Even more odd, this is not the first bovine-collaterlized obligation done in China: the first registered cow lease plan was last July, when CreditEase Leasing took ownership of 200 cattle from Hebei Luan County Junying Pastures, a supplier to Inner Mongolia Yili Industrial Group. Huishan Dairy’s lease-back is 250 times the size. The company’s 190,911 dairy cows, valued at 5.73 billion yuan in September, are spread across 78 farms in Liaoning, a province in northeastern China between Inner Mongolia and North Korea.

Still, others are scratching their heads when confronted with the striking details of the cow sale-leaseback transaction.

"The environment just isn’t right for the practice with low interest rates, balance sheets generally in good shape, plenty of heifers and milk prices are low," said Mark Stephenson, director of Dairy Policy Analysis at the University of Wisconsin, who said it was more common in the 1990s. "Why would anyone want to lease what they could own?"

Especially cows.

"It might take a while for this to turn into a trend," Daiwa’s Chan said. "It won’t be easy at first for banks and other financial institutions to accept this kind of arrangement, because of the risk of holding animals as collateral."
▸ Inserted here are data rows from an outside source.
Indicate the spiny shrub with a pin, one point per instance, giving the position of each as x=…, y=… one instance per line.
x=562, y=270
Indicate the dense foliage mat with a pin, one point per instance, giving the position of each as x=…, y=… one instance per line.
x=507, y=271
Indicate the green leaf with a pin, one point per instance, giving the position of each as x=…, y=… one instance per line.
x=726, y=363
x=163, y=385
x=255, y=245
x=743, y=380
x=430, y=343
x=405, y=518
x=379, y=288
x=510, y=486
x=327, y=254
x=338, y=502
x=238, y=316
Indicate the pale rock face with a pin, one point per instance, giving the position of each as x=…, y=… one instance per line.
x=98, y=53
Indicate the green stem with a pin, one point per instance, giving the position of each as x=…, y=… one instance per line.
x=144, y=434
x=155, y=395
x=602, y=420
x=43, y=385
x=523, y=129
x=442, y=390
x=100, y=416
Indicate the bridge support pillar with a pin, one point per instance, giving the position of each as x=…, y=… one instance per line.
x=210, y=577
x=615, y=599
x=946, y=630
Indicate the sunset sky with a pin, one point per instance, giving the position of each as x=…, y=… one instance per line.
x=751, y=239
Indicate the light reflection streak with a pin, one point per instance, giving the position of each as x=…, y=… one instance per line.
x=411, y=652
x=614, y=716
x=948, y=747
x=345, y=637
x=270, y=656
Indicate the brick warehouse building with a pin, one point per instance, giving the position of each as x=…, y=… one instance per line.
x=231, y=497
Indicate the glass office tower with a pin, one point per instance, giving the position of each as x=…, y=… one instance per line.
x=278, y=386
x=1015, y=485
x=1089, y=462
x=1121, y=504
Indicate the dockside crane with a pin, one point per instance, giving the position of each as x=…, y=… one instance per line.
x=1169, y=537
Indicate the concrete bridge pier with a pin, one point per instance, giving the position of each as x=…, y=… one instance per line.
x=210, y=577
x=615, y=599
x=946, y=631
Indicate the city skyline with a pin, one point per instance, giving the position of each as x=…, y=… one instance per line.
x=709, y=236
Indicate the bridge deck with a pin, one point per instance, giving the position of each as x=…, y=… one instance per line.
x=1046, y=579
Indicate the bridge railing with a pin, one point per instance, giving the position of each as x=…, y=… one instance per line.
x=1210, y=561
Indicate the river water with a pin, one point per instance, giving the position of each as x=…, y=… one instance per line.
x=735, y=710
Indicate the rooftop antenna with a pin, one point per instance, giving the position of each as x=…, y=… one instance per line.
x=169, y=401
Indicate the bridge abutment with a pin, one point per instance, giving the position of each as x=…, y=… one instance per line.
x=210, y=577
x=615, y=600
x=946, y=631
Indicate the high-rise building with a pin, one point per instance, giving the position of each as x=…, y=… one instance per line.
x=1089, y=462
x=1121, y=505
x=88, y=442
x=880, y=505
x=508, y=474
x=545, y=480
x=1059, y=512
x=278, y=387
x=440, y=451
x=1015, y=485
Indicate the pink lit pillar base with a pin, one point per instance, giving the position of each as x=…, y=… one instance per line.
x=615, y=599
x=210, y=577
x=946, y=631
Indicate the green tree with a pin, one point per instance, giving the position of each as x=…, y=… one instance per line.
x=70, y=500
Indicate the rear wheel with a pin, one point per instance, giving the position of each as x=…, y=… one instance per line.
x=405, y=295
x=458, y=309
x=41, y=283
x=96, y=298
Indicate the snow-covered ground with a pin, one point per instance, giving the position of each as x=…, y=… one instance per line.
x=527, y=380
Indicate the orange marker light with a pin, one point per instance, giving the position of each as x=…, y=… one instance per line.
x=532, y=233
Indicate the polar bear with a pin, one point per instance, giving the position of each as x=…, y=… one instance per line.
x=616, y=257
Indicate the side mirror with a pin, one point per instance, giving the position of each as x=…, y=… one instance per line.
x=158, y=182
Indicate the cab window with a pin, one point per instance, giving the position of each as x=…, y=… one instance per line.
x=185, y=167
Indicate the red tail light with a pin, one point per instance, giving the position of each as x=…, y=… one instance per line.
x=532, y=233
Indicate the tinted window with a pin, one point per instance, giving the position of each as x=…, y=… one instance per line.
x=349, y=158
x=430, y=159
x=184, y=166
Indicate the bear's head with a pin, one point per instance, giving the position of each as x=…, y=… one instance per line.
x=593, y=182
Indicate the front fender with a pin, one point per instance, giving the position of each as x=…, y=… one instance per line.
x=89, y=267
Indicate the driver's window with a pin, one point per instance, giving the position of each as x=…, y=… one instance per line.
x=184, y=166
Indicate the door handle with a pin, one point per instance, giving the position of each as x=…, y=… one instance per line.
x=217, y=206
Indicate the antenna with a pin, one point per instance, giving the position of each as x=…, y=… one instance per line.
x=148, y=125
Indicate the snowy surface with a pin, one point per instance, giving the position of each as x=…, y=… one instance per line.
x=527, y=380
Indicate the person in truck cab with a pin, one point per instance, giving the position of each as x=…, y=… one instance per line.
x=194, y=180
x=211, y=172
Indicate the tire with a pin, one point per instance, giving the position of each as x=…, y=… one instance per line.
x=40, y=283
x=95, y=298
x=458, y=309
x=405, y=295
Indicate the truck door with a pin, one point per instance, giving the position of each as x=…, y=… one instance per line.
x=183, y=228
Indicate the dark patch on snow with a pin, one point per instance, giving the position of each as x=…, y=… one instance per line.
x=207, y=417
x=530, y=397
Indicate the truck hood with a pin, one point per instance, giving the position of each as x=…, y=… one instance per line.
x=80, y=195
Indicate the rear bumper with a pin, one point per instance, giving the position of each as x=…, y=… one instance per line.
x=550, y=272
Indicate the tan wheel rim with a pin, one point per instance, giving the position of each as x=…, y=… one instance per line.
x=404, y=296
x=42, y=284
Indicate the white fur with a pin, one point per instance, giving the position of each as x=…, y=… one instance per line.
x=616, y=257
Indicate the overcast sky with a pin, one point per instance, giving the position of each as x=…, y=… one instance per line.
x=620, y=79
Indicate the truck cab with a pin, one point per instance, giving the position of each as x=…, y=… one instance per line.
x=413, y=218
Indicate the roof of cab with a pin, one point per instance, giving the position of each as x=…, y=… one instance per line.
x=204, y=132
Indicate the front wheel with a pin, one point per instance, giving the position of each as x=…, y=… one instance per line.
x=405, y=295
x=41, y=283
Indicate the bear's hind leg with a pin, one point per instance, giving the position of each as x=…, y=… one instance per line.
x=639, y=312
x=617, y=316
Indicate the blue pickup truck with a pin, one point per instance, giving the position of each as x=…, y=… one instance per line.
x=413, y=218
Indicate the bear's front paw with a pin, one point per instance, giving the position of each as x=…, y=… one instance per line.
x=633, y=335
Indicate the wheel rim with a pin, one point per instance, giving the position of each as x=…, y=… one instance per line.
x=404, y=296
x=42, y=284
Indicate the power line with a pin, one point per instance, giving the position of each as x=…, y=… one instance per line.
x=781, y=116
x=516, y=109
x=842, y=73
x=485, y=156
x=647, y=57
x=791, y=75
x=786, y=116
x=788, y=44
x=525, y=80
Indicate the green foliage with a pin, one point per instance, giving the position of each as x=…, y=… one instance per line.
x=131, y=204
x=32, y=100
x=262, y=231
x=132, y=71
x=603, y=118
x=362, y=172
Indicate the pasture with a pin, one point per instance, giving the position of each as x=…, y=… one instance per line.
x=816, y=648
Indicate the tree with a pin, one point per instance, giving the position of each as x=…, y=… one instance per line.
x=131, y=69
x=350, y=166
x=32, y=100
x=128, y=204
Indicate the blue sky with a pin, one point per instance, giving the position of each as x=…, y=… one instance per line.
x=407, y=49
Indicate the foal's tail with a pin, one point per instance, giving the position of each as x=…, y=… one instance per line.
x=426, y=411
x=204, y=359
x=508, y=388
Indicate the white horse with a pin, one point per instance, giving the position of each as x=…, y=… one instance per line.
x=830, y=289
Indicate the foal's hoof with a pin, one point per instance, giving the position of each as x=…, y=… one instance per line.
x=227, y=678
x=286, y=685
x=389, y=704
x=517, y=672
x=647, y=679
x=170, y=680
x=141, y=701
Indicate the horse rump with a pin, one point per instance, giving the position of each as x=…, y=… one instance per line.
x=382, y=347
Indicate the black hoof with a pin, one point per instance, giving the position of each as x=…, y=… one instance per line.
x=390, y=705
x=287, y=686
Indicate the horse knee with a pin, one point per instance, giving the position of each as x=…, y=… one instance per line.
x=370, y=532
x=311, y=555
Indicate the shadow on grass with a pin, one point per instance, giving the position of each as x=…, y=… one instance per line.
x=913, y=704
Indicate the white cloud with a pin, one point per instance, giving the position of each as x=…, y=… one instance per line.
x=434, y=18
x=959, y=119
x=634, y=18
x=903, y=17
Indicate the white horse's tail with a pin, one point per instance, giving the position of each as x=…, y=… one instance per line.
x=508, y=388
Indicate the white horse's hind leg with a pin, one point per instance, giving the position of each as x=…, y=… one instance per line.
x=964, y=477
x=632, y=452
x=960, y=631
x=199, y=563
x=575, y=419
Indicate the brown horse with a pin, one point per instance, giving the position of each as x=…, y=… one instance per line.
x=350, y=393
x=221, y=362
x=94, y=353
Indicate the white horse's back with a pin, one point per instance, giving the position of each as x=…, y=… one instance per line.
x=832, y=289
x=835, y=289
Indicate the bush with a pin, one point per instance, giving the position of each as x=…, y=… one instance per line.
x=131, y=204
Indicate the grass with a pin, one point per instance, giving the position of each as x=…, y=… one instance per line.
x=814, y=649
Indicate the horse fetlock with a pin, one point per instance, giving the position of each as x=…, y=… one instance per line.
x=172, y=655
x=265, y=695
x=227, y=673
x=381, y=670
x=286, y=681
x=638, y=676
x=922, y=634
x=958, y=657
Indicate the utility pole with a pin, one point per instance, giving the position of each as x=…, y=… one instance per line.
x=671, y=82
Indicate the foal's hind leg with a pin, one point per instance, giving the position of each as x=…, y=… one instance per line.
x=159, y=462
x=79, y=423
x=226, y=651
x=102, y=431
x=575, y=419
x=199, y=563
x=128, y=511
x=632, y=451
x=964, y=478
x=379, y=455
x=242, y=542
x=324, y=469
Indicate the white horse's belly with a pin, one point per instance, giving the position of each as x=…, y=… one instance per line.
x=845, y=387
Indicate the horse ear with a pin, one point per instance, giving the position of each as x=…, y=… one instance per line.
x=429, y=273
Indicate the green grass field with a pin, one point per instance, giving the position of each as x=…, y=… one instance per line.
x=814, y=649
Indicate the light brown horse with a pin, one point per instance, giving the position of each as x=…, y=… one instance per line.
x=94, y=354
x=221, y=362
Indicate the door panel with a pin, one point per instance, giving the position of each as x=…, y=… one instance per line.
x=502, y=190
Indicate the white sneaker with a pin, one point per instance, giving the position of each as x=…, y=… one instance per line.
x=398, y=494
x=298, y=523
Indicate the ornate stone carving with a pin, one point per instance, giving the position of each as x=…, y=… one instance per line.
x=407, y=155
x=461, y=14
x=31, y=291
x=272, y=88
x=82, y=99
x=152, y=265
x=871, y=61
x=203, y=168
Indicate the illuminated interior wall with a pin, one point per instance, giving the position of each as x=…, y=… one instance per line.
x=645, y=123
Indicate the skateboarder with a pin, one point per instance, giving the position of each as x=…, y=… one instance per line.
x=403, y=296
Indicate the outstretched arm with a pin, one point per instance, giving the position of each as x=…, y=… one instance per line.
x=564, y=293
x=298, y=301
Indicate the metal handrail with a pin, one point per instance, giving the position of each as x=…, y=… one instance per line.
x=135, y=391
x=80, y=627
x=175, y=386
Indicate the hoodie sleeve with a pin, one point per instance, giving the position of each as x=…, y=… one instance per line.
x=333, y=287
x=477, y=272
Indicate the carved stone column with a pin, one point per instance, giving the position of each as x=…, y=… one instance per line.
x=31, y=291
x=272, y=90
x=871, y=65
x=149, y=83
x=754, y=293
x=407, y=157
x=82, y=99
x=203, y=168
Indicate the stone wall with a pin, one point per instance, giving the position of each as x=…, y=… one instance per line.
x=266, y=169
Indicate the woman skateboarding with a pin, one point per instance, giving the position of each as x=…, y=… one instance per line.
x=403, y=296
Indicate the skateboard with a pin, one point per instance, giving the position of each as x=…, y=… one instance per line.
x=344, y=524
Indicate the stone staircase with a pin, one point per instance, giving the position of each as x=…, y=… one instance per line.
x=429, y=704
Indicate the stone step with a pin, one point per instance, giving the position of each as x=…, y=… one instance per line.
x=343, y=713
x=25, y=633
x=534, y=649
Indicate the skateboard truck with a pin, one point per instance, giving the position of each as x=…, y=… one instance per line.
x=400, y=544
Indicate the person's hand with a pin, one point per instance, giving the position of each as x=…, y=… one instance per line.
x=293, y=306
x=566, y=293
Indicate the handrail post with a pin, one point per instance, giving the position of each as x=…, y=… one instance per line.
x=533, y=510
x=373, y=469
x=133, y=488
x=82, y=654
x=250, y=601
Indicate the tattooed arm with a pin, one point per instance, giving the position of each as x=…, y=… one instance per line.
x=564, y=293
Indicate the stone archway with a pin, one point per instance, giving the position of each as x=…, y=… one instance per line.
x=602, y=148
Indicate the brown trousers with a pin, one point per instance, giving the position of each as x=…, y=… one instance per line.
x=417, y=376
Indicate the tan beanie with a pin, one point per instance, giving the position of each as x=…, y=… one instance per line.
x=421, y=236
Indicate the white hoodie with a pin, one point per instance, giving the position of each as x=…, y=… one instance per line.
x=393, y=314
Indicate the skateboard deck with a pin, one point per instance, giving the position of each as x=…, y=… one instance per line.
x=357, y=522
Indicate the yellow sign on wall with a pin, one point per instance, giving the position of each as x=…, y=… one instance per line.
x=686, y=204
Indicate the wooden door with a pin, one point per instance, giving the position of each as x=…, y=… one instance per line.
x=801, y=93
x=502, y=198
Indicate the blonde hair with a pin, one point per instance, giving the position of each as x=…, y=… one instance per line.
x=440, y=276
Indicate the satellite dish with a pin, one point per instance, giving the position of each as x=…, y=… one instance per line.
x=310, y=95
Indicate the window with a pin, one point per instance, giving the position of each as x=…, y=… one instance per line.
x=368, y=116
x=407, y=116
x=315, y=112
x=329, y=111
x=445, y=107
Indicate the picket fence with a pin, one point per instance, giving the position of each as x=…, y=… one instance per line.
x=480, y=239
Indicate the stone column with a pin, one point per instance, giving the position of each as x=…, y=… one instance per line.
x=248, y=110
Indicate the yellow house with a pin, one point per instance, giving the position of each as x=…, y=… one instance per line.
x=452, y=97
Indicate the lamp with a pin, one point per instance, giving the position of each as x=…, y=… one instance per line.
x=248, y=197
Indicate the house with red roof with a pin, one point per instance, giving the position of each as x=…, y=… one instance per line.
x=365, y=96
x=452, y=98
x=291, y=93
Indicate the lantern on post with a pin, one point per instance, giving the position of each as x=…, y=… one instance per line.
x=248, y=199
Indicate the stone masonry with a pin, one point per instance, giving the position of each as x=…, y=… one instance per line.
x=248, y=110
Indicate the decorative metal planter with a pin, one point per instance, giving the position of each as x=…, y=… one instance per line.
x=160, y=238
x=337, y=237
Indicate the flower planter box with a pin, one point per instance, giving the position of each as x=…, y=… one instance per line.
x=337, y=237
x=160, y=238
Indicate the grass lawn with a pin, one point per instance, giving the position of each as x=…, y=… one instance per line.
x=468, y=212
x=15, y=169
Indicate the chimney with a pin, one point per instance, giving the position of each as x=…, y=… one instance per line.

But this is China, where increasingly more insane financial transactions have now become a routine event. And who knows, maybe if Huishan Chairman Yang Kai refuses to sell his overinflated stock, this scheme will catch on. But that begs the question: what's the point to propping up the stock price in an unviable company, and not to sell to the greatest fool? Especially since if there is one thing Chinese capital markets have a lot of, it's the latter.